Patients who are undergoing withdrawal and trying to stay clean are particularly vulnerable to medical emergencies. As the opioid epidemic causes demand for addiction treatment to surge, industry veterans say tougher standards, better screening and greater oversight are needed to improve patient safety.
….During her nearly three days at an Arizona drug detox center, law enforcement reports show, an Ohio mother repeated the same request to multiple staff members: Take me to the hospital.
…She had trouble breathing. Her pulse raced. She was wheezing, and her lungs sounded “crackly,” staff members told investigators.
She appeared lethargic and ill. One technician told investigators her complexion was jaundiced, and her lips were purple. Another said she went from pale to yellow to blue.
…But she was not sent to the full-service hospital located less than a mile away. Instead, she collapsed in her room at Serenity, and was soon pronounced dead.
…When Shaun Reyna contacted a Murrieta, California, treatment center in 2013, he was told he would receive a medical detoxification, an attorney for the family said in a lawsuit.
Reyna, battling alcohol and benzodiazepene addiction, was desperate for help, attorney Jeremiah Lowe says.
…He was admitted, and left unattended in his room. He slashed his arm, chest and neck with a razor and bled to death.
…Cody Arbuckle died at a Las Vegas addiction treatment facility owned by AAC last July. A coroner listed the cause as toxicity from loperamide, an ingredient in the anti-diarrhea drug Imodium A-D.
…Staff at the Solutions Recovery house reported that Arbuckle was under the influence of drugs. But rather than transporting him to a hospital, they say in a lawsuit, they sent him to a “non-medical residential detoxification house” in Las Vegas.
Arbuckle was supposed to be under 24-hour monitoring, the lawyers say in the lawsuit, but he was not checked over 14 hours overnight.
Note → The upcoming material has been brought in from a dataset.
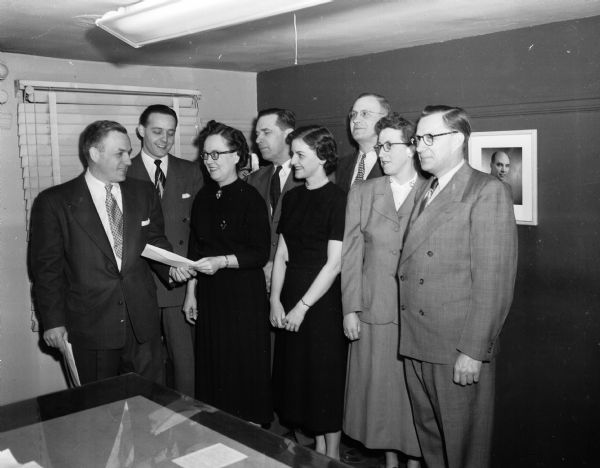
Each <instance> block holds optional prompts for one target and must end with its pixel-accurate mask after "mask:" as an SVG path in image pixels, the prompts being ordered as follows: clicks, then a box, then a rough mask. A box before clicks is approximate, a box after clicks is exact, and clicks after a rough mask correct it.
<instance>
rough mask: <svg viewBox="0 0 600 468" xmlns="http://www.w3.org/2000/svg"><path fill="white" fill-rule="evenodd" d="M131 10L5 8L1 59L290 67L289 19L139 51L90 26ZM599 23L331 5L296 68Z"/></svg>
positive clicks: (414, 9)
mask: <svg viewBox="0 0 600 468" xmlns="http://www.w3.org/2000/svg"><path fill="white" fill-rule="evenodd" d="M198 1H201V0H198ZM240 1H252V0H240ZM281 1H285V0H281ZM132 3H136V1H135V0H0V51H3V52H12V53H21V54H33V55H41V56H47V57H59V58H68V59H76V60H93V61H107V62H112V63H117V64H143V65H159V66H179V67H197V68H216V69H223V70H238V71H254V72H259V71H263V70H271V69H275V68H282V67H287V66H291V65H294V54H295V53H294V24H293V14H292V13H287V14H283V15H278V16H275V17H272V18H269V19H265V20H259V21H254V22H251V23H247V24H243V25H238V26H233V27H229V28H224V29H220V30H214V31H209V32H204V33H198V34H193V35H189V36H185V37H182V38H178V39H172V40H168V41H164V42H161V43H156V44H151V45H147V46H144V47H143V48H141V49H134V48H132V47H130V46H128V45H126V44H125V43H123V42H121V41H119V40H118V39H116V38H115V37H113V36H111V35H110V34H108V33H106V32H105V31H103V30H101V29H99V28H97V27H96V26H95V25H94V20H95V19H96V18H98V17H100V16H102V15H103V14H104V13H105V12H107V11H110V10H116V9H117V8H118V7H120V6H125V5H129V4H132ZM596 15H600V0H371V1H368V0H334V1H333V2H332V3H329V4H325V5H321V6H317V7H312V8H308V9H305V10H301V11H298V12H297V13H296V18H297V30H298V64H299V65H303V64H308V63H314V62H322V61H327V60H333V59H338V58H344V57H351V56H357V55H364V54H369V53H374V52H383V51H387V50H393V49H400V48H404V47H412V46H416V45H421V44H429V43H433V42H443V41H447V40H450V39H457V38H461V37H469V36H477V35H482V34H489V33H492V32H497V31H504V30H509V29H517V28H523V27H528V26H534V25H539V24H544V23H552V22H557V21H565V20H569V19H575V18H585V17H590V16H596Z"/></svg>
He was found dead the following morning.
The lawyers say in the lawsuit that AAC kept Arbuckle “in their non-medical program for business reasons, because they did not want to let go of their paying client.”
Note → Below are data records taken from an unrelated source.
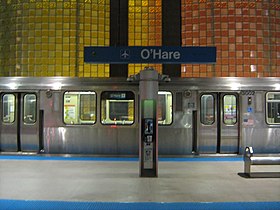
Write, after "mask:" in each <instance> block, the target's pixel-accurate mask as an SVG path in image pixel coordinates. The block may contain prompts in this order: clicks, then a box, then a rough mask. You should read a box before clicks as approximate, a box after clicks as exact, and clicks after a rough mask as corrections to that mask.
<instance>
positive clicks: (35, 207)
mask: <svg viewBox="0 0 280 210" xmlns="http://www.w3.org/2000/svg"><path fill="white" fill-rule="evenodd" d="M262 167H265V168H262ZM253 171H256V173H258V171H266V172H267V171H270V173H275V172H280V166H261V167H256V168H253ZM243 172H244V169H243V159H242V157H240V156H236V157H216V156H215V157H201V156H197V157H186V158H160V159H159V173H158V174H159V176H158V177H157V178H140V177H139V163H138V159H137V158H112V157H102V158H101V157H77V156H44V155H41V156H37V155H36V156H35V155H0V209H1V210H10V209H13V210H14V209H59V210H61V209H99V210H102V209H121V210H126V209H133V210H134V209H145V210H148V209H166V210H167V209H168V210H173V209H174V210H176V209H203V210H205V209H227V210H229V209H254V210H255V209H262V210H263V209H273V210H274V209H280V178H279V176H274V177H265V176H260V177H257V178H247V177H246V176H244V175H243ZM276 175H277V174H276ZM278 175H279V173H278Z"/></svg>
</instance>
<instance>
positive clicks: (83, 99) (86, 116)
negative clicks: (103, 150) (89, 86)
mask: <svg viewBox="0 0 280 210" xmlns="http://www.w3.org/2000/svg"><path fill="white" fill-rule="evenodd" d="M63 101H64V106H63V109H64V111H63V113H64V123H65V124H77V125H81V124H94V123H95V122H96V94H95V92H91V91H82V92H65V93H64V100H63Z"/></svg>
He became the seventh patient who died shortly after entering an AAC facility, the attorneys say in the lawsuit.
Nothing like creating a problem and making millions off selling the cure.
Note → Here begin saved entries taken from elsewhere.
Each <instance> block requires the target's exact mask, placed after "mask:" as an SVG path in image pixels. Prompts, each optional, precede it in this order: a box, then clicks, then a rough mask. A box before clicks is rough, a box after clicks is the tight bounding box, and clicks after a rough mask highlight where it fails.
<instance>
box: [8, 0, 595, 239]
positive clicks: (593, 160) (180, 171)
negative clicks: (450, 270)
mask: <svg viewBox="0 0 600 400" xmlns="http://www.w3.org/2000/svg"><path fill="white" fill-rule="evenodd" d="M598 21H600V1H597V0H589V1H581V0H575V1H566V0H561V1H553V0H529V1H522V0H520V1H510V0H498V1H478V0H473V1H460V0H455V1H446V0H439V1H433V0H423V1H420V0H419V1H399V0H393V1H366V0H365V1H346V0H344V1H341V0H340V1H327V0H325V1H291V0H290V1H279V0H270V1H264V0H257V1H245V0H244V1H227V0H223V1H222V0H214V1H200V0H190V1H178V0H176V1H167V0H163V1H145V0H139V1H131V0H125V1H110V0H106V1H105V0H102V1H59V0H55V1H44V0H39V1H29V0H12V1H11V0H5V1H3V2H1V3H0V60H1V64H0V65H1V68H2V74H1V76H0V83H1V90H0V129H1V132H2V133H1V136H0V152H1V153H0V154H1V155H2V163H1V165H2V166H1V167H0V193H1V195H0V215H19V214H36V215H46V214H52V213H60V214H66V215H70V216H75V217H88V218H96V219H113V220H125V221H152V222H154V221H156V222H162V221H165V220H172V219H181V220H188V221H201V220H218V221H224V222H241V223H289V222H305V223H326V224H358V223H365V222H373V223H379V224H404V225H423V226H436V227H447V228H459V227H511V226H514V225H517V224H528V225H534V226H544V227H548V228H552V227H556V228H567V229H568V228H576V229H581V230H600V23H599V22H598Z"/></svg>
Rhodes Pharma is of one of the largest creators of off-patent generic opioids. The company produces several opioid-based painkillers that contain addictive drugs including oxycodone, hydrocodone and morphine.
Purdue Pharma has long been criticized for aggressively marketing opioid painkiller OxyContin, which many believe has lead to the current opioid addiction epidemic. And now it seems the company is looking to get in on profits from treatment, too. Richard Sackler, whose family that owns and operates privately held Purdue Pharma, has been granted a patent for opioid painkiller addiction treatment.
Perdue Pharma get an endless source of money, treating a problem they created and the American public gets even more lifetime prescriptions/doctor induced addiction to opioids.
Why the hell treating opiod dependence with more opioids makes sense to anyone other than the douchbag who stands to make twice profit off all of the misery they’ve caused is beyond me.